Recorremos vitrinas con botones de uniforme, con medallas y distinciones y una con guantes de oficial de uno y otro bando. Hay un par de cañones de doce libras, los vulgarmente llamados Napoleón, macizos y majestuosos montados sobre ejes de carro con grandes ruedas. Un jinete de cera, subido a un falso caballo, se encuentra en un rincón, vestido con un uniforme sudista de oficial y portando un estandarte auténtico de la bandera sudista, agujereada y quemada por un lado. Paso por delante de una panoplia de diversos sables de lomo de bronce bruñido. Nada. Paseo la brújula ante mosquetes y pistolas de un solo disparo y no saco nada en claro. Sin embargo, en una sala contigua en la que se exhiben las últimas armas fabricadas para ambos bandos en la guerra, la oscilación de la aguja se invierte y en vez de buscar el norte, señala el sur. El arma en cuestión está aquí dentro…

Varias vitrinas muestran una buena docena de revólveres confederados, unos llamados LeMat, de doble cañón, fabricados en Francia y enviados al Sur a través de sus socios ingleses; otros son Spiller & Burr del calibre 36.  Sobre unos pequeños anaqueles, una de las paredes está atiborrada de rifles Henry de palanca, varios Sharps para francotiradores unionistas y algunas carabinas de repetición Spencer. Contra otra de las paredes, se apoyan algunas armas posteriores a la guerra civil tan conocidas como los Winchester 73, los Colt 45, o el famoso revolver Schofiled del general Custer.

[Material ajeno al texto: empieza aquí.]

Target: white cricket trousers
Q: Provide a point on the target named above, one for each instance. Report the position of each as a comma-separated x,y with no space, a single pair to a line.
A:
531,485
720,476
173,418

Me atrae nada más verlo pues es como si quisiera pasar desapercibido a mis ojos; estoy seguro que esa es el arma. Está solo en una pequeña vitrina, descansando sobre un paño de oscuro terciopelo. Se trata de un Colt Dragoon, enorme y feo, de acero mate y poderosa presencia. Según la etiqueta, se le ha bautizado como Colt Azamet y es un revólver Dragoon de tercera generación, con un tambor sin ranuras y guardamonte redondo. La culata es de hueso tallado con ciertas filigranas ya deslucidas. Un arma bañada en muerte y sangre durante la Guerra de Secesión, que fue utilizada por ambos bandos. El cañón es, al menos, tres dedos más largo que el de las armas que habitualmente salen en las películas, los Colt Peacemaker 1860, más ligeros y de tambor más corto también. El Dragoon es su antepasado, una bestia de revólver y no sé por qué… pero me encuentro sonriendo al contemplarlo.

Cuando el guía llega ante la vitrina, seguido del grupo de turistas, pego la oreja a lo que dice, interesado.

---Este arma perteneció al teniente coronel Theodore R. Corringthon, oficial sudista que se rindió ante el general Phillip Sheridan en Cedar Creek. Corringthon pasó diez años de su vida en Egipto, donde su familia tenía intereses económicos en varias plantaciones de tabaco. Regresó a su tierra natal, Carolina del Sur, al iniciarse los primeros conflictos de la Guerra de Secesión. Este Dragoon fue fabricado especialmente por Samuel Colt para Corringthon. Sus distintas partes fueron obtenidas al fundir un enorme alfanje que el oficial sudista se trajo de Egipto y que se decía perteneció al príncipe mameluco Qait Absalum. Según el propio Corrigthon, tal arma, un pesado alfanje de doce kilos llamado “la espada de Azamet”, estaba bendecida por Alá y prestaba un vigor inusitado a su dueño en batalla. Por eso mismo, el Colt que fue fabricado con ese acero pasó a ser llamado Colt Azamet. Con su rendición, el teniente coronel Corringthon entregó su Colt a Sheridan y éste se lo cedió al propio Ulysses S. Grant como regalo el día en que fue proclamado Presidente de los Estados Unidos…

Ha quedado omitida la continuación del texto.